Ask HN: What is so great about Lisp that makes Emacs powerful? - anuragpeshne
I&#x27;m new to Emacs and I&#x27;ve read at several places that Emacs is a lisp machine and that Lisp is the main reason behind its power. There are several other text editors which are scriptable, then what is so special about Lisp and Emacs.<p>P.S: I&#x27;m a avid Vim user and I have written couple of extensions for it. It may be easier to understand if the answer provides analogies to Vim and Vim script.
======
bjourne
Emacs is an open/unsafe architecture. Whatever I write in Lisp in my .emacs
file becomes part of my implementation. It's on the exact same level as the
Lisp code rms writes which is bundled with the releases.

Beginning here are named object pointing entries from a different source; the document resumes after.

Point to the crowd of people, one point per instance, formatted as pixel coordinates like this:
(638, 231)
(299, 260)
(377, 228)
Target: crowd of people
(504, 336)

Vim scripts like Chromium and Firefox plugins are inferior to their host
processes. They can only modify the application behavior through a set of
(supposedly) safe api calls. Since Elisp packages aren't second class
citizens, like Vim scripts, it changes everything.

------
tptacek
Extensibility is the reason for Emacs' power. Lisp is just an implementation
detail. You could make an equivalently powerful editor in any high-level
language.

There are other extensible editors, but the line between Emacs' kernel and its
extensions is drawn at a different place in Emacs than in any other popular
editor. It is more likely that any given feature you're interacting with in
Emacs is provided by its extension code than it would be in another editor.

Probably more important is the benefit Emacs gets from being one of the two
major Unix editor projects. It has an immense community and user base.

------
informatimago
Lisp is a great dynamic programming language.

One particular feature that makes it really great for emacs (and a lot of
other applications), is that you can define and COMPILE new functions, or even
REDEFINE old functions.

Nowadays a lot of dynamic languages have followed the lisp model. They didn't
exist when GNU emacs development started.

In the context of emacs, it allows you to edit a new command, and have the
lisp in emacs evaluate it (define it) and compile it, hence integrating into
emacs code, and making it available for further use. Or indeed, since most of
emacs is also implemented in lisp, you can redefine any emacs function the
same way, and have it taken into account immediately.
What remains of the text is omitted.